Lost and Found in Russia: Lives in the Post-Soviet Landscape

Lost and Found in Russia: Lives in the Post-Soviet Landscape

Language: English

Pages: 320

ISBN: 1590513487

Format: PDF / Kindle (mobi) / ePub


After the fall of communism, Russia was in a state of shock. The sudden and dramatic change left many people adrift and uncertain—but also full of a tentative but tenacious hope. Returning again and again to the provincial hinterlands of this rapidly evolving country from 1992 to 2008, Susan Richards struck up some extraordinary friendships with people in the middle of this historical drama. Anna, a questing journalist, struggles to express her passionate spirituality within the rules of the new society. Natasha, a restless spirit, has relocated from Siberia in a bid to escape the demands of her upper-class family and her own mysterious demons. Tatiana and Misha, whose business empire has blossomed from the ashes of the Soviet Union, seem, despite their luxury, uneasy in this new world. Richards watches them grow and change, their fortunes rise and fall, their hopes soar and crash.
   Through their stories and her own experiences, Susan Richards demonstrates how in Russia, the past and the present cannot be separated. She meets scientists convinced of the existence of UFOs and mind-control warfare. She visits a cult based on working the land and a tiny civilization founded on the practices of traditional Russian Orthodoxy. Gangsters, dreamers, artists, healers, all are wondering in their own ways, “Who are we now if we’re not communist? What does it mean to be Russian?” This remarkable history of contemporary Russia holds a mirror up to a forgotten people. Lost and Found in Russia is a magical and unforgettable portrait of a society in transition.

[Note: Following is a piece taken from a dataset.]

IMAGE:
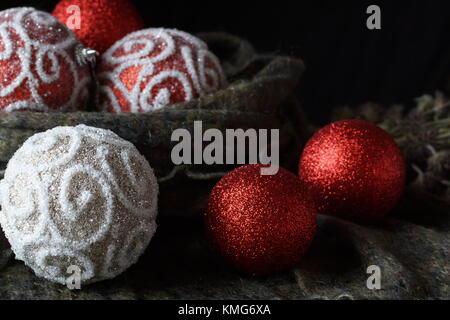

Sleepwalking with the Bomb

Russians: The People behind the Power

The Silence of God

Putin Country: A Journey into the Real Russia

 

 

 

 

 

 

 

 

 

 

 

 

 

 

 

 

 

 

 

rain. But I remember as a child this feeling of shame, listening to those leaden speeches they used to make in the name of the Party. I knew it was false—children can tell these things. Not that I was especially sensitive. I’ve talked about this with other people of my generation—they all had the same feeling, a sort of inner chill.” However much they pushed Putin’s new history textbook in the schools, I reflected, they were not going to be able to shape the minds of Tatiana’s children in the

still afraid. I became a connoisseur of silences. There was the habit of fear, and the hope that if they stayed silent, the horror would die with them. But the toxic past had a way of seeping through, burdening the children with a distress that, being ignorant of the past, they had no way of combating. Mostly, I retrieved clues and omissions, fragments of narrative. But there was too little matter, too much dammed-up feeling. The most devastating stories were the hardest to verify. For instance,

hanged himself. Even that was not easy. For he was a tall man, and the ceilings of Tashkent’s residential blocks were so low that his feet trailed on the ground. They used convict labor to build the settlement. After two years of working under the desert sun, short of water all the time, the prisoners staged a desperate revolt. They were gunned down by their Caucasian guards, and a fresh batch of prisoners completed the work. Zarafshan was one of those secret, closed towns run directly from

brought back news that the golden woman was an oracle. Giles Fletcher, dispatched to Russia by Queen Elizabeth in 1588, even sent an expedition off in search of her. He concluded that the “golden hagge” was just an old wives’ tale, inspired by a rock shaped like a woman. But even in the mid-twentieth century there were still said to be Russians here and there in the countryside who maintained that there really was a golden woman hidden somewhere in Russia’s forests. Some of those travelers must

Brotherhood’s undernourished, white-clad teenage converts were a common sight on the streets of Russia’s cities, importuning passersby. Its fate was comical and tragic. Its “living god,” an ex–Komsomol girl who called herself Maria Devi Christos, was rash enough to predict that the world was going to end on November 24, 1993. When it dawned, ten thousand of Devi’s stripling devotees converged on the sect’s headquarters in Kiev, causing mayhem in the city. Devi and her Svengali were imprisoned.